誰よりも平凡なお前が、なぜ知的好奇心を求めているんだい?
そこに矛盾を感じるな。」
「机上の好奇心だけじゃ平凡は壊されない」
「俺の誘いはお前を壊すと?」
「そうだ」
「そんなこと言っていいのかな。
俺は天邪鬼だぜ。お前ももうよく分かっているだろう?」
「守って見せるさ」
「せいぜい頑張れよ。俺はお前を遠慮なく壊しに行くぜ。なにせ俺の理想…いや、夢と言った方が格好つくかな、がかかっているのだから。
お前を必ず地獄に叩き落としてやるさ。」
「勝手にしろ。俺は絶対崩れはしない。」
「そう言ってられるのも今の内だぜ。
じゃあまたな。」

悪魔は去って行った。
俺が本当に求めてるもの…いや、守りたいものは何だろう…そんなことを繰り返し考えていてしまったせいで、また今夜も不眠となってしまった。

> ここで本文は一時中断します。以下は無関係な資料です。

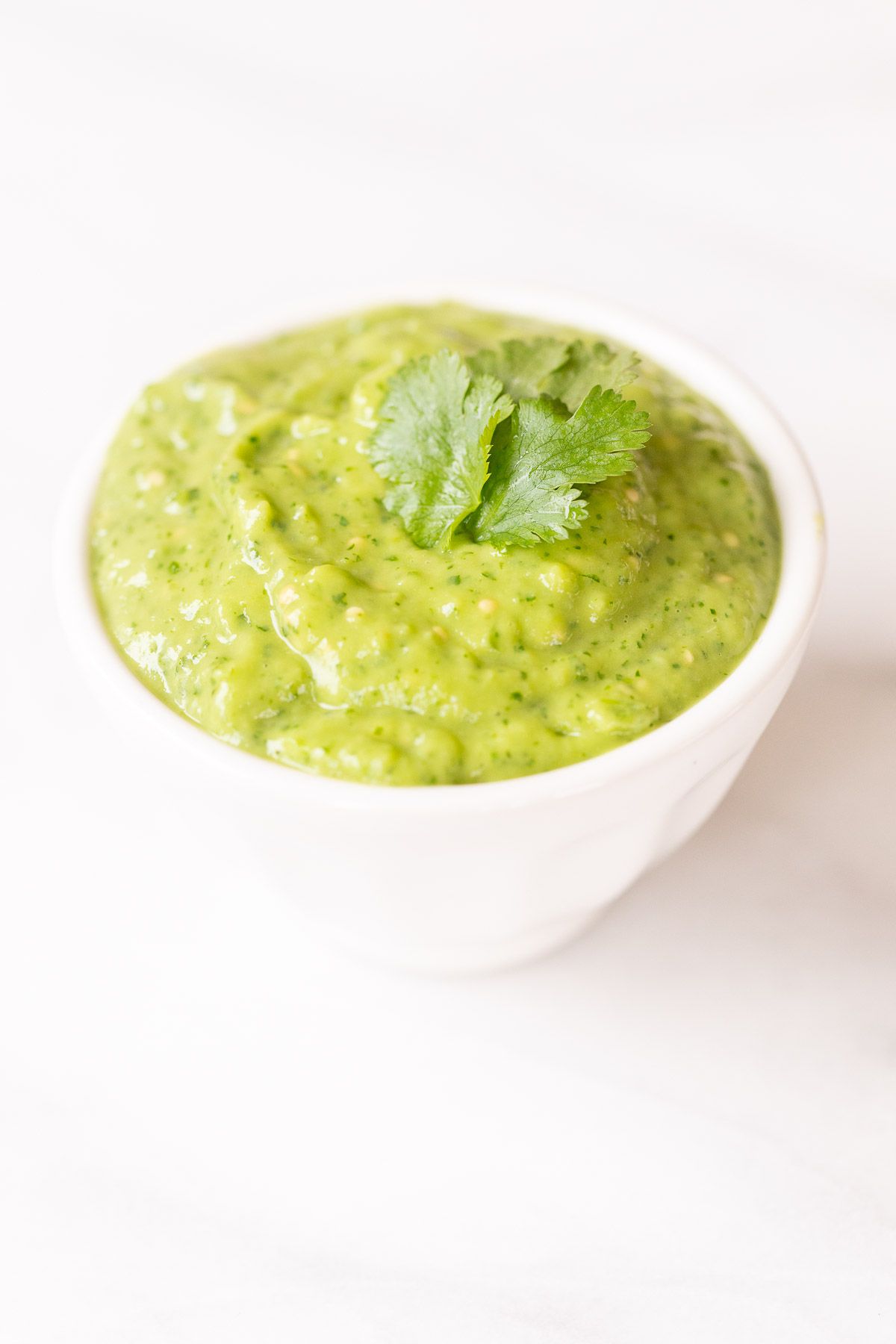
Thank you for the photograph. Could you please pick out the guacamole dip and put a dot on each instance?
(250, 574)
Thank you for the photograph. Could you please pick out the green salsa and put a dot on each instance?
(249, 573)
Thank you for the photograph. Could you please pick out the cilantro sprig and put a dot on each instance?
(500, 445)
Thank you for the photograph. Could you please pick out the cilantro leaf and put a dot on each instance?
(541, 455)
(561, 370)
(590, 366)
(524, 367)
(432, 443)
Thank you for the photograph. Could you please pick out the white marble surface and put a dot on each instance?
(684, 1127)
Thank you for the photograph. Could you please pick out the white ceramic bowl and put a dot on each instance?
(484, 875)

全く、あいつ程の疫病神は今まで出会ったことがない。悪への自信…と言ったら変だが、あの迷いのなさだけは少し尊敬する。
いや、本当に少しだけだが…。
果たしてこれからどうなるのか
俺は一体どうしたらいいのか
次は何を仕掛けてくるのか…
全く、偶然にしても俺は運が悪い。
なにせ悪魔に気に入られてしまったのだから。
はぁ…ため息が止まらない夜であった。